You've got it backwards. My argument is that raising taxes on the rich during an economic down period will tend to extend the length of the down period. It's the wrong thing to do at that time. We can debate the effect of taxes on economic growth during normal periods, and during those times there are reasons to raise taxes and reasons to lower them. But, once you're already in an economic hole, and unemployment is high the exact wrong thing to do is raise taxes on the rich.
I am not, nor have I ever argued that right now we should lower taxes on the rich and this will fix the economy. What I have argued is that we should not *raise* the taxes on the rich, or the economy will not recover (or not recover as quickly). And don't get caught up in the action being taken. Letting the Bush tax cuts expire has the effect of raising taxes, regardless of what we call it. Extending those taxes through this economic downturn is not "lowering taxes on the rich". It's keeping tax rates where they currently are. Semantics, I know.

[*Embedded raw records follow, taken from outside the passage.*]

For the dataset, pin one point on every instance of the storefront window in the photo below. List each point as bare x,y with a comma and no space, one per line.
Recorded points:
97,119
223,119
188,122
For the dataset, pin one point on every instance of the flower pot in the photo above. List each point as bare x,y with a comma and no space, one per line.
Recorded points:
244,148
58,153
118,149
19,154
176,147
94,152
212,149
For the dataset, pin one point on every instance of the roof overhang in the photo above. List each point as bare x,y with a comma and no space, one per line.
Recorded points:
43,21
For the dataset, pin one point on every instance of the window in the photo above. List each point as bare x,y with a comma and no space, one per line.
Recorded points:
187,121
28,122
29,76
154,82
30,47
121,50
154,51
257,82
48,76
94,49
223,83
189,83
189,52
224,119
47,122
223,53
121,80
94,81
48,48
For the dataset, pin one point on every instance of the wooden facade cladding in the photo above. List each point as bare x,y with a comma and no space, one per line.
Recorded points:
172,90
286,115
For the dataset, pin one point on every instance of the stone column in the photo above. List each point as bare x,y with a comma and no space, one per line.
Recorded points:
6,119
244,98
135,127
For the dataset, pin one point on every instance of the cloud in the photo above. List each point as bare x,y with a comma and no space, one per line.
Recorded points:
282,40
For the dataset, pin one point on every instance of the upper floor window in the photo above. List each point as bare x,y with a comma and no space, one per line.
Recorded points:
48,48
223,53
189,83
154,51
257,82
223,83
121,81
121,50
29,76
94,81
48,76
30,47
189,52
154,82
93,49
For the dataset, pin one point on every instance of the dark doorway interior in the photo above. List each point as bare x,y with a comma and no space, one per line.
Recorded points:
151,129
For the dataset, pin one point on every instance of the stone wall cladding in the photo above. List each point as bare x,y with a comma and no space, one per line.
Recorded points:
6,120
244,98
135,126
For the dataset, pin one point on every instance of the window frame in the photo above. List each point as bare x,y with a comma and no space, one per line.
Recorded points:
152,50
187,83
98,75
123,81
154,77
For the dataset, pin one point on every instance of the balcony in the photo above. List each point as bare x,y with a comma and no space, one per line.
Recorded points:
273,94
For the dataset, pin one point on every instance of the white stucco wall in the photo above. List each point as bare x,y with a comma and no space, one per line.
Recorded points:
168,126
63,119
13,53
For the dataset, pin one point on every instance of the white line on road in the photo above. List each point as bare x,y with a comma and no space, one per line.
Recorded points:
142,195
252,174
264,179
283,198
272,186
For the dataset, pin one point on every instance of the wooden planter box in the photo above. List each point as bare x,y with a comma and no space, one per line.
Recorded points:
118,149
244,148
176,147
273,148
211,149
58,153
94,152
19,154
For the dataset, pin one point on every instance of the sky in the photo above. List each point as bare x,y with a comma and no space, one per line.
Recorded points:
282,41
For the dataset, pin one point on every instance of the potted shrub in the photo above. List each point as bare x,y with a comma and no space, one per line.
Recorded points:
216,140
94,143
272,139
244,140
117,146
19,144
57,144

As I mentioned in my earlier post, the far bigger factor for job creation and economic recovery is a sense of stability. It's not strictly about how much money the rich have or don't have. It's about their ability to predict what will happen if they do certain things with the money that they have. So when we've got half the people in government clamoring for higher taxes and regulations on the rich and big business, and their supporters seem to be operating on the reasoning you listed (tax them more because they can afford it), can you be surprised that they're going to be hesitant to put their money into anything that they can't take it out of quickly if they need to? When you don't know how much taxes might change, or where they might be raised, you can't intelligently choose where to put your money. And this affects job creation directly because any investment which creates jobs will tend to be a longer term investment. If I buy gold with my money, I'm not creating very many jobs, but I can sell that gold and spend the money on something else pretty quick if I need to. If I spend that money leasing office space, and buying desks and computers and whatnot so I can hire people to do something, I can't get out of that investment quickly if the winds shift. I want to know that they wont shift (much) before I'm going to spend money on something like that.
Again, this is not an all or nothing thing. It's about degrees. Some investment will go into things which result in job creation. But not as much, and not at the same relative rate as would if those with the money were more confident in the direction things are going.